High Inflation Makes Talent Retention Crucial - Hays Survey


Talent retention has become more crucial for companies as 2023's high inflation figures made non-wage benefits unfavored by workers, according to Hays Hungary's Salary Guide 2024. The Hungarian sister of global recruitment and human resources service provider publishes a yearly survey to assess the local labor market.

After a tough 2023, employers in Hungary face difficulties as the new year unfolds.

"The unfavorable economic environment has added to the existing workforce challenges. Retention has gained an even greater emphasis, and a lot of companies have responded to the obstacles of the past year with organizational restructuring, alongside wage increases," Tammy Nagy-Stellini, regional director Hays Hungary and Romania, writes in the survey's preface.

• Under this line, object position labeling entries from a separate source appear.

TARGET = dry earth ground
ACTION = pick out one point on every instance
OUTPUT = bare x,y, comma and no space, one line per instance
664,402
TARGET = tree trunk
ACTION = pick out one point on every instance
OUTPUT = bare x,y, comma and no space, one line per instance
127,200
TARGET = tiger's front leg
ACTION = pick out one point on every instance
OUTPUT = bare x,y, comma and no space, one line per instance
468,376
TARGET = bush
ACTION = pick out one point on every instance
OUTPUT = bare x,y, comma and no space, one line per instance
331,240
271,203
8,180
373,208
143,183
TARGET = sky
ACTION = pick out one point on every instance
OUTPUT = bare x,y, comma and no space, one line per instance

In 2023, 22% of employees probed by Hays Hungary said they saw a 10% salary increase. Some 19% of the respondents received a 15% increase, 17% received no increase at all, 15% received a boost of more than 20%, 12% received up to 20%, and 10% received up to 5% boost. Hungary's economy is projected to have contracted by 0.8% in 2023, and the year-on-year inflation rate stood at 17%, according to the latest figures by the European Commission.

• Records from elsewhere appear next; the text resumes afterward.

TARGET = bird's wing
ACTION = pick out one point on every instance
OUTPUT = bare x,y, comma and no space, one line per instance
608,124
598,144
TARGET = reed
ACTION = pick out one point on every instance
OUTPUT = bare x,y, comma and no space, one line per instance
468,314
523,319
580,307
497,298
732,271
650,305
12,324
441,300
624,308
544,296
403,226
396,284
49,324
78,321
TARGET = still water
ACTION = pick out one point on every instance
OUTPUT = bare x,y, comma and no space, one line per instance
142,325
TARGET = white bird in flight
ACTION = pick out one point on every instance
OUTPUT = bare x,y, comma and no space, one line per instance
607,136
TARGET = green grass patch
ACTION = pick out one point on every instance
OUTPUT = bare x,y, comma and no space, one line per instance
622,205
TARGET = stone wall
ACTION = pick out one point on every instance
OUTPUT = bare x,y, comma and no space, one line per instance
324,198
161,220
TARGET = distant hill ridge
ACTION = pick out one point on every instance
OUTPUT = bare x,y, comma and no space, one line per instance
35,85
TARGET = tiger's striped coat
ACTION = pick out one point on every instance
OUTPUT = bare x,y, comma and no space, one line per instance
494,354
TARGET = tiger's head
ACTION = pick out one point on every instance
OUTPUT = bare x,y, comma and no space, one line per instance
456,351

Gearing up for 2024, when the EC forecasts a 4.5% y.o.y. inflation rate, employees nurture high expectations. Most (30%) expect an increase between 5-10%, while 19% hope for 10-15%, and 9% hope for 15-20%. However, there is also a significant change in employer intentions, as only one in ten companies plan further inflation-linked salary increases (10%), compared to 17% last year.

Proportion of Companies Planning to Raise Wages Grows

Tibor Katona, executive director CEE and commercial director at Hays Hungary, highlighted significantly more noticeable differences compared to the intentions from a year ago regarding the salary increase plans for 2024. The proportion of companies planning the usual annual salary increase jumped from 44% to nearly 62%, but the extent of the increase appears to be declining. Compared to last year's intentions, which mostly ranged from 10-15%, this year, four out of ten employers surveyed (42%) anticipate a lower increase, between 5-10%. Plans for higher increases, between 15-20%, are considered by only 5% of companies (a year ago, this was 17%).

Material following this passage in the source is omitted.